Climax Moly - Decogasm.

In the altogether more innocent year of 1936, you could name a company "Climax Molybdenum" Company" without attracting too many muffled snorts of mirth (I love that band, BTW), even if your board of directors were all fourteen year old boys. Today, putting the words "Climax Moly" in your ad sounds like you're soliciting prostitution. It is possible there may come a day when we people living in 2012 seem quaint and innocent. It's hard to think how, but it has to be possible.

This ad comes from a 1936 issue of Fortune magazine, the publication read by the Monopoly guy (Whose name was once "Rich Uncle Pennybags, but has since been changed to "Mr. Monopoly". Sad.). Fortune is now somehow siamese twinned with CNN and Money magazine, but back in Yore, it was just a super thick monthly simply dripping with mouth-watering deco eye-candy. Art Deco was inspired by industry, and captains of industry read Fortune.

The picture in this ad was airbrushed. For those who don't know but are interested, here's a quick explanation. Those who care but already know or don't know and don't care can skip the next paragraph. The ones who don't care are probably reading OMG and, if they ever wound up at PAG!, it was only by accident, and only hung around long enough to go "what-EVERRRR".

Fishes with her bare hands, and votes.
An airbrush is a cool-looking little spray gun you hold like a pen. It's connected to a compressed air supply (usually a motorized compressor), and it atomizes paint into a spray and allows the artist to control the air-to-paint mix with a fancy trigger. Regrettably, some artists see the airbrush as The Only Tool They Need, and embark on a career painting T shirts at the mall for people who don't know any better and don't deserve any better. As I have ranted before, airbrush art generally looks like airbrush art, and while it does take a lot of skill to control the thing well enough to use, the barrier of entry with regard to taste is the lowest of the low.

According to Wikipedia, The first real commercial atomizing airbrush was presented at the World's Columbian Exposition (World's Fair)  in Chicago in 1893. Hey, cool!
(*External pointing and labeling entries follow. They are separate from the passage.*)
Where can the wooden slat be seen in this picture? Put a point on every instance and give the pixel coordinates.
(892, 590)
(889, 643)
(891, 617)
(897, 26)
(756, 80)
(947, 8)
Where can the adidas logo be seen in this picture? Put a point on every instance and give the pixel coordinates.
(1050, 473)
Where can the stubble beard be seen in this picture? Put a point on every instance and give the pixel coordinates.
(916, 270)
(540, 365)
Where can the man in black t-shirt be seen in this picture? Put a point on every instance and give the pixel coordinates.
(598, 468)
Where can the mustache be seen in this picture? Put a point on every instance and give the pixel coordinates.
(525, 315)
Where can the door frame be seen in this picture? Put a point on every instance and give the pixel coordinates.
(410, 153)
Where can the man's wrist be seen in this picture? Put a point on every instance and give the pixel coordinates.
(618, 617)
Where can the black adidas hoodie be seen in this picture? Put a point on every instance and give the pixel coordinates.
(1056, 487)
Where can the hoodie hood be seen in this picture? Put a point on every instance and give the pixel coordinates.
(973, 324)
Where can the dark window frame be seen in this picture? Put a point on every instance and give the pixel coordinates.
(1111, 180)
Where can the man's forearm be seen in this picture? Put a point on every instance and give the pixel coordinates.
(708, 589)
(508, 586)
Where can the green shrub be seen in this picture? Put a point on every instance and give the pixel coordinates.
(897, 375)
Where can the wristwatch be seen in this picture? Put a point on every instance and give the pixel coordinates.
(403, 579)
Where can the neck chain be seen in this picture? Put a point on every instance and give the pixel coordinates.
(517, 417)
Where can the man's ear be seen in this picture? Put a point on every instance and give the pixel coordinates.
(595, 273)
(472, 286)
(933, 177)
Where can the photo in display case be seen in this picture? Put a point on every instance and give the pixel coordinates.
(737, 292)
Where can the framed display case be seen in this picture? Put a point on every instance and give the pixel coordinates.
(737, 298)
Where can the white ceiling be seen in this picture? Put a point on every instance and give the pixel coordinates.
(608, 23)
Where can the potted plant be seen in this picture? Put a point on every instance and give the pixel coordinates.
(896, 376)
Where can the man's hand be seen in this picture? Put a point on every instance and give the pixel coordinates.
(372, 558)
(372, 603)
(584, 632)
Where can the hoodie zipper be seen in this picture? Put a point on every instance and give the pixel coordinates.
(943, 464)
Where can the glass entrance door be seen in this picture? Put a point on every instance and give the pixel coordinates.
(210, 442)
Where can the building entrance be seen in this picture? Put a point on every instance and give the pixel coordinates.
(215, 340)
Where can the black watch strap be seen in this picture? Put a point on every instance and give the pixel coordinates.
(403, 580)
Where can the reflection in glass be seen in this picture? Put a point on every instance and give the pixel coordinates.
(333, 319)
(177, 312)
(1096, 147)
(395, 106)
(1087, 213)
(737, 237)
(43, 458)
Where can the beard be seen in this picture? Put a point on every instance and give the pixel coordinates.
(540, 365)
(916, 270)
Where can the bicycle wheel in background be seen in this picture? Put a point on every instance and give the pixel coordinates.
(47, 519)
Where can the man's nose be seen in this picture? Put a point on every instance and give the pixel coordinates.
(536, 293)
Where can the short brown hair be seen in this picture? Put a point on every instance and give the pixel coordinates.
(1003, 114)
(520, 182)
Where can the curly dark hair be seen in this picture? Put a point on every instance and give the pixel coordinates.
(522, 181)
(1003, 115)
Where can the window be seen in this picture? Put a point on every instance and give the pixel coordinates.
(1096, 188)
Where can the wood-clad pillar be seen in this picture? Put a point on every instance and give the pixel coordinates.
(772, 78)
Also, the same World's Fair was the scene of the world's first serial murderer, as described in Devil in the White City, (which is an okay book - equal parts interesting history lesson, tedious history lesson, and tedious procedural crime drama.)

Lots of Art Deco flat art utilized the airbrush. Deco is typified by dramatic color, minimalist design, stark silhouettes and clean lines, which lend themselves very well to the cut-stencil technique involved in airbrushing.

In this factory scene, we see a load of scrap metal being loaded into a rail car on a magnetic crane. Clouds of backlit smoke supply your standard deco drama. Silhouettes of smokestacks and factory windows were obviously sprayed over an adhesive stencil, or "frisket", cut with an X-Acto knife. Climax is trumpeting the benefits of molybdenum steel, as opposed to ordinary mild steel, for structural engineering. Moly steel is stronger, is less effected by heat, and less prone to failure. Climax's angle is that it's more expensive to replace a part than to make it stronger the first time. Fair enough.

I learned to say "molybdenum" around the age of ten when my dad bought me a second hand Team Mongoose BMX frame, and built me my first good bike. The frame was "chromoly", which is an alloy of chromium, molybdenum, and good old steel. It made for a lighter, stronger frame. Chromoly is still used for things like roll cages in racing cars and, believe it or not, bike frames. Large bike manufacturers have moved on to aluminum and carbon fiber, but there are still small boutique bike manufacturers that do incredible things with steel (chromoly is still a type of steel) like Surly and Salsa. In the hands of a really good fabricator, chromoly steel can be as light and agile as aluminum without the harshness that comes with a typical ALU frame. When aluminum flexes, it suffers, and eventually will break. It's best to keep aluminum from flexing. But steel can be made into a spring, with clever tempering. A steel frame can be designed to absorb rough vibration without transmitting it to the rider, but an aluminum bike frame built strong enough to last will have to be thick enough to be harsh.

Anyway, please enjoy our special crop of this deco factory scene for your next CD cover, if you still use those things. We present it in slightly-higher-than-normal 2400px size, unpolluted by our watermark, for your delight. You're welcome.

Click for extra big.

Click for big.


Anonymous said...

I have to say, I believe there can never be enough Art Deco works in the pages of P.A.G.! One of the coolest art forms ever. Kudos! to Phil & the AreGo Team!


PhilAreGo@gmail.com said...

I hear ya, Misterfancyhotballs_2. Unlike nouveau, or almost everything from 1972, the minimalism and classiness of deco wears pretty well on the eye. I'll never get tired of it. Thanks for reaindg!